If you’re committed to walking as a key weight loss tool, vary the terrain. Everything from cross-country and hilly walks to beach walks and roads will challenge you, as the uneven terrain stimulates different muscles in the ankles, knees, hips, and core.

You can also power it up by walking up a few hills or an incline to work your heart, lungs, and whole body more.

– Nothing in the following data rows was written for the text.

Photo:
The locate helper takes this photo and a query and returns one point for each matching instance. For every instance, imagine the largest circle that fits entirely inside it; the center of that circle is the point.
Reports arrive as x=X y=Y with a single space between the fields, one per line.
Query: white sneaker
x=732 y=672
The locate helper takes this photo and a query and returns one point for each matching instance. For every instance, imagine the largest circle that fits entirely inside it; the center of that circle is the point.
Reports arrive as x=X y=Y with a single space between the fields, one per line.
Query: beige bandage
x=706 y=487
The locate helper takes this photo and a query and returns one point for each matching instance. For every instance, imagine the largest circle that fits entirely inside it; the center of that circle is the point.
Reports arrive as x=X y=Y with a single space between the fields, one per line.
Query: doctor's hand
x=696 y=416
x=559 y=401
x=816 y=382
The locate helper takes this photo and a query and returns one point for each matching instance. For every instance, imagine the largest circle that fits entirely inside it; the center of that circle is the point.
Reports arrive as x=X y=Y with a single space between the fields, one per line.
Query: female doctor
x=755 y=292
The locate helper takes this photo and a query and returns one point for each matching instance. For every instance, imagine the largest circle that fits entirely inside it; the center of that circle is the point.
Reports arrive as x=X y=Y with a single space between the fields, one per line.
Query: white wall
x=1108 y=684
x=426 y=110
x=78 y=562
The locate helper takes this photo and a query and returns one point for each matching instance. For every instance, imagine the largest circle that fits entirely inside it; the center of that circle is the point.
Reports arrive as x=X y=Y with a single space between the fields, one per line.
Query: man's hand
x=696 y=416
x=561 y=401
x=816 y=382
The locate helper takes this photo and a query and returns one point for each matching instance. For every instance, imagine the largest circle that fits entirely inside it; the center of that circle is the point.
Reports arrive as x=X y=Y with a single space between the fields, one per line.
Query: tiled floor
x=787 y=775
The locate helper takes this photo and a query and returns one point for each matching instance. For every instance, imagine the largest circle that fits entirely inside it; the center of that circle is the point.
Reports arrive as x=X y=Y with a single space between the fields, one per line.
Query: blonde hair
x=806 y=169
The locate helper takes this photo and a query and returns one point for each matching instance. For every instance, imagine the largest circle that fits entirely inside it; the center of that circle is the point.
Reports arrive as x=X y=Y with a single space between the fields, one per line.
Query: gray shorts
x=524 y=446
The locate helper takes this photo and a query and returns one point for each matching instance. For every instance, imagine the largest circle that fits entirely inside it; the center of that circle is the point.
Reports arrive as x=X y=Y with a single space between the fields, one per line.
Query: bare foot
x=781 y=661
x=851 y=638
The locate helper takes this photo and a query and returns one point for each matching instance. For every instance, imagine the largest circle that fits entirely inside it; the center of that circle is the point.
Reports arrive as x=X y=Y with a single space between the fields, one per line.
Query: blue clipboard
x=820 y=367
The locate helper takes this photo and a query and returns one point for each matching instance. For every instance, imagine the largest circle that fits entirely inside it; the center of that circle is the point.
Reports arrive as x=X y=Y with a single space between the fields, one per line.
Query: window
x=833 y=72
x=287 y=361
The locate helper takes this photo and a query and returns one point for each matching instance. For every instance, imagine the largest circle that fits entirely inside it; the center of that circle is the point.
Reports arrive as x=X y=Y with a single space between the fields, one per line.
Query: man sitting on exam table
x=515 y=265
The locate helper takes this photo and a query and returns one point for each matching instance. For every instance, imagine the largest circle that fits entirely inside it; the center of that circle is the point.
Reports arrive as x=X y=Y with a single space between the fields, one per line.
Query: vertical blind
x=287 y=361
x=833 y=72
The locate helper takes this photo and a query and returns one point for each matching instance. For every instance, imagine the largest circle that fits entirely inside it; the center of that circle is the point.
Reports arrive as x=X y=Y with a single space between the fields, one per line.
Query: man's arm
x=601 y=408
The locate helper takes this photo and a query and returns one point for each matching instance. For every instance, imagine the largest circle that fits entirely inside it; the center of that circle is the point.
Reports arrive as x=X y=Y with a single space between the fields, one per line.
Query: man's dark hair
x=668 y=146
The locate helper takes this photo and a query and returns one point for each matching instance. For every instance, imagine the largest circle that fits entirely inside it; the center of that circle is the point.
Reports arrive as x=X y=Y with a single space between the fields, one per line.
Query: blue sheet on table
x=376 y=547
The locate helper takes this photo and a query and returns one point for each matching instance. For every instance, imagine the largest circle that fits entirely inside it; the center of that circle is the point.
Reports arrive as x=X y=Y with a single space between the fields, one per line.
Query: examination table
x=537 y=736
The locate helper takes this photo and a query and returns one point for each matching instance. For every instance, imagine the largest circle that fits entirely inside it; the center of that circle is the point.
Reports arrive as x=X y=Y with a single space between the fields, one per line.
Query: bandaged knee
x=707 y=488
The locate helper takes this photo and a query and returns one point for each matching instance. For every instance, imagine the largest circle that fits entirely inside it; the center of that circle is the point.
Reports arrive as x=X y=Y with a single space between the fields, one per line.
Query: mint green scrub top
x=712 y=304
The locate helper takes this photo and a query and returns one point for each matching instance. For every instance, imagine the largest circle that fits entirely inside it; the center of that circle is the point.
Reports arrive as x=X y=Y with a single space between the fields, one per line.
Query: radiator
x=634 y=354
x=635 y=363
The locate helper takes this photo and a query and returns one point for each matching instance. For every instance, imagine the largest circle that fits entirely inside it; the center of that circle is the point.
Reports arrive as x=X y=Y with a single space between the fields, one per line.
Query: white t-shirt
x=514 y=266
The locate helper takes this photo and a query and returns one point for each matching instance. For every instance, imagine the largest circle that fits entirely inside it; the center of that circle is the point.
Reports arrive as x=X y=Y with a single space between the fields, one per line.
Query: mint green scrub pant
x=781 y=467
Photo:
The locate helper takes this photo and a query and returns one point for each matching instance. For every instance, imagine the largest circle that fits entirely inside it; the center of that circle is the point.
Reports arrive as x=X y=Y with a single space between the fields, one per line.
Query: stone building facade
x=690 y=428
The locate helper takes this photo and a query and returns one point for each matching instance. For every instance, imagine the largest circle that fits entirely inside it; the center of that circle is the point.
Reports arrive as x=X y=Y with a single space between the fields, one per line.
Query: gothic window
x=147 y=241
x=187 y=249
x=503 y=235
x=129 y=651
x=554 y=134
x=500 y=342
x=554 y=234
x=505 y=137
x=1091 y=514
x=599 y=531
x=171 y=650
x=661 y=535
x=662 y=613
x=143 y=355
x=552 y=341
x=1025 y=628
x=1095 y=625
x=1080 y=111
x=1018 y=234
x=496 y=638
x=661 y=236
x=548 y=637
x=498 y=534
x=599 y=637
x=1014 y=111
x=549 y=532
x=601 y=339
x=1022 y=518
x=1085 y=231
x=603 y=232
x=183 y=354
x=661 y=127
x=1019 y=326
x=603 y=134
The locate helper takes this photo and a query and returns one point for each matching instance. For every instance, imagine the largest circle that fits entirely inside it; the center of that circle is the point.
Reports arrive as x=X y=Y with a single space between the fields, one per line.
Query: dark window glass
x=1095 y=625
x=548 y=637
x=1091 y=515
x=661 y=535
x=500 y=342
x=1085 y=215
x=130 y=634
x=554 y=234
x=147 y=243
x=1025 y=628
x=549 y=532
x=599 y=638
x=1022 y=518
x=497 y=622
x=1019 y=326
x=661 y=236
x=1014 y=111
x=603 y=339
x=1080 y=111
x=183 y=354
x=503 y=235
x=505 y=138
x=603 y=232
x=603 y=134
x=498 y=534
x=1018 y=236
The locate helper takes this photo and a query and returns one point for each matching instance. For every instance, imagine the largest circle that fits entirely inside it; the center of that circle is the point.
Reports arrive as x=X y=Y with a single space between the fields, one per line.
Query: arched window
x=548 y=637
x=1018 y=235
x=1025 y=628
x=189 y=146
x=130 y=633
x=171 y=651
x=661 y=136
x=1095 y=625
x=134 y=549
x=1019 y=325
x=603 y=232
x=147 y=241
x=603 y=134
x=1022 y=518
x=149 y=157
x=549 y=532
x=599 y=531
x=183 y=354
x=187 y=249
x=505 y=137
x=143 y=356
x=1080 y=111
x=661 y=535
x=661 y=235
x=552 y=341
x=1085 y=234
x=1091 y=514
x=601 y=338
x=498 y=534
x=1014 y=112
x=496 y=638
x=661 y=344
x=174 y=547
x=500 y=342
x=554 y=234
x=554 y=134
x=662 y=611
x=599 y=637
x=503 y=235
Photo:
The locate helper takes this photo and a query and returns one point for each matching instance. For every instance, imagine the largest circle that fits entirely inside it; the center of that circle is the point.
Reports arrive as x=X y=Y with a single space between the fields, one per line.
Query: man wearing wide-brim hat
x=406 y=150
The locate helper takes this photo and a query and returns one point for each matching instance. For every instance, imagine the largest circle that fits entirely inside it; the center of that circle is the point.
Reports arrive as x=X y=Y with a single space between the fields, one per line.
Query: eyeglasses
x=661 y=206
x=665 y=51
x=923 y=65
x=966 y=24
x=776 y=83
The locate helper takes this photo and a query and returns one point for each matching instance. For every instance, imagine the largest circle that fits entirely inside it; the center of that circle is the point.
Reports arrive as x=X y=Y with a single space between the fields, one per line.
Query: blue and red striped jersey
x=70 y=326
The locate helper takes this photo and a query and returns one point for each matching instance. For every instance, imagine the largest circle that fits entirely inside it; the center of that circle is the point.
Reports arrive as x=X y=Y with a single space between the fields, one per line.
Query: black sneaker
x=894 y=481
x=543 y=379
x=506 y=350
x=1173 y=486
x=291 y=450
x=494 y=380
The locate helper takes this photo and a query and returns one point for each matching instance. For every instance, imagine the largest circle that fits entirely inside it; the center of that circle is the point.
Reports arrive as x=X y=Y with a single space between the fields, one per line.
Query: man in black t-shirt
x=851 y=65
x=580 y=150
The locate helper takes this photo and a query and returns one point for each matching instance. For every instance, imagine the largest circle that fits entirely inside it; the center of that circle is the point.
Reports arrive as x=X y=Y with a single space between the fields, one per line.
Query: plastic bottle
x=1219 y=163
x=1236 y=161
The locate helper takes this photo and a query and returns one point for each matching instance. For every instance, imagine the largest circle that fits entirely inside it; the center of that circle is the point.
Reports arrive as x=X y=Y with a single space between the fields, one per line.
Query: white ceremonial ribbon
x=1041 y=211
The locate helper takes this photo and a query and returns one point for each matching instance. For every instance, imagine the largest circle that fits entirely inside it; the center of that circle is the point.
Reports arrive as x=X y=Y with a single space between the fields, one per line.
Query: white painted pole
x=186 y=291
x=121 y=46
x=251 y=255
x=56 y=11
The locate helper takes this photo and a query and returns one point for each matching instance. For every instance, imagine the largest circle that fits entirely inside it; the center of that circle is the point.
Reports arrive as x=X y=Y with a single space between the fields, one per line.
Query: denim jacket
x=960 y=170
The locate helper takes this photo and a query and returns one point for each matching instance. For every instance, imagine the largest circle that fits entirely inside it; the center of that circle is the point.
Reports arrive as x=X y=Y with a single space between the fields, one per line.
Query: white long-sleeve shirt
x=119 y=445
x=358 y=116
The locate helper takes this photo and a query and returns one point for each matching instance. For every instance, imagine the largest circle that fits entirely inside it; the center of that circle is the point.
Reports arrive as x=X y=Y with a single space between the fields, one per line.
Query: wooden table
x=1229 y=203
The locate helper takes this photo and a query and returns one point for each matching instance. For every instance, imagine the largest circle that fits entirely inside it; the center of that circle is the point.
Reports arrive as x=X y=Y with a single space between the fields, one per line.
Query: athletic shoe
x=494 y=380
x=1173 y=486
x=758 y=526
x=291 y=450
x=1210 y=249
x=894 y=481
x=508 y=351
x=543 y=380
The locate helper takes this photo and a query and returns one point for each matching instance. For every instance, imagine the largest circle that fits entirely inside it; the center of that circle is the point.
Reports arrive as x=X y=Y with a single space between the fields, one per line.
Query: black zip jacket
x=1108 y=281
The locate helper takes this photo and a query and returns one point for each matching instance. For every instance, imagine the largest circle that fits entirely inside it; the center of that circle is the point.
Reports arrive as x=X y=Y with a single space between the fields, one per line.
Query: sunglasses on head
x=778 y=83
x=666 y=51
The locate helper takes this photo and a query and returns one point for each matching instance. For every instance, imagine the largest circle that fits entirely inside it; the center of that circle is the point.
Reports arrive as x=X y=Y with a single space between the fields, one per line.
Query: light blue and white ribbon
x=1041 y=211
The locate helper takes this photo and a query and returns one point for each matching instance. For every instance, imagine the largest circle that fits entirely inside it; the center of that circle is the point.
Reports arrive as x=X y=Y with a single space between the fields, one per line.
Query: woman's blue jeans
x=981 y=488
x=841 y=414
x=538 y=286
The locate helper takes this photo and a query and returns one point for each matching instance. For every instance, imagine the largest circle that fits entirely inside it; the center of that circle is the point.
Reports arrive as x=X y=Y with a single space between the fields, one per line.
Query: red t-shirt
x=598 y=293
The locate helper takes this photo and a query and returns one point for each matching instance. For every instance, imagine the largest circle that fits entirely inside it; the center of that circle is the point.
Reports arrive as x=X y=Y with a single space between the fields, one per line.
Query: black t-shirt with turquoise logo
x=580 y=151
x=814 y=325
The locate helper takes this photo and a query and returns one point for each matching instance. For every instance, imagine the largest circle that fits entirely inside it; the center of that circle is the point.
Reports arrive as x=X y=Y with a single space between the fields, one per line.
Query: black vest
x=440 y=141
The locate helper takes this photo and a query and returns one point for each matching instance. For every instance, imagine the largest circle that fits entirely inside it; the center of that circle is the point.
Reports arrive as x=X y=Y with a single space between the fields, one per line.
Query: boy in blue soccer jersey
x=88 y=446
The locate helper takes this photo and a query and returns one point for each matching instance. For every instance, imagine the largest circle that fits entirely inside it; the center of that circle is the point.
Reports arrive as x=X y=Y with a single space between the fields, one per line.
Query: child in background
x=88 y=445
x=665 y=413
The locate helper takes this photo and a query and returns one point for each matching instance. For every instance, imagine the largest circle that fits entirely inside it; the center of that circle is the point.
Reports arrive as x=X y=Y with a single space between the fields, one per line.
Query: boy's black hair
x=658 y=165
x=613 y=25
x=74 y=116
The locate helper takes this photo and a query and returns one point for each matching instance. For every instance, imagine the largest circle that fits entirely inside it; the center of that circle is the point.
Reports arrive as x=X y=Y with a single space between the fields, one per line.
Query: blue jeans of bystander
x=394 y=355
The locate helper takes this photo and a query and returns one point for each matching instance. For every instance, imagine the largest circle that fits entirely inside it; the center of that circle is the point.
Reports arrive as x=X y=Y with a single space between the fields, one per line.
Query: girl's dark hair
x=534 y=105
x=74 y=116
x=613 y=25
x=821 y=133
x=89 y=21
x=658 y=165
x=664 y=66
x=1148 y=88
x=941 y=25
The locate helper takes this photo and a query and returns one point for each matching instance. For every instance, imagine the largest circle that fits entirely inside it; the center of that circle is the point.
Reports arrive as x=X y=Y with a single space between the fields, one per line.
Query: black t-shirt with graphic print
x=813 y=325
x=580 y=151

Get Your Heart Rate Up: A Brisk Pace Is Best

If your goal is weight loss, aim for 5,000-7,000 steps performed at an elevated or brisk pace. Why? Because speeding up your stroll and walking uphill will increase your heart rate—and that’s when you begin to burn calories.

When your heart rate reaches upwards of 100-120 bpm, age-dependent, or roughly 60-70 percent of your maximum heart rate, 220 minus your age, you enter what’s known as the fat-burning zone, where fat is used as your primary energy source. In other words, you torch calories.

Mix It Up: Adding Variety to Your Walking Routine

Add some slower walks into the mix, too. Speed walking is excellent, but mix it with slower and longer-paced sessions. And make sure you’re activating your muscles while walking to give you a full-body workout.

Ensure your posture is strong, with your neck and back in a neutral spine and your glutes activated. This means your muscular and skeletal systems are both getting a good workout.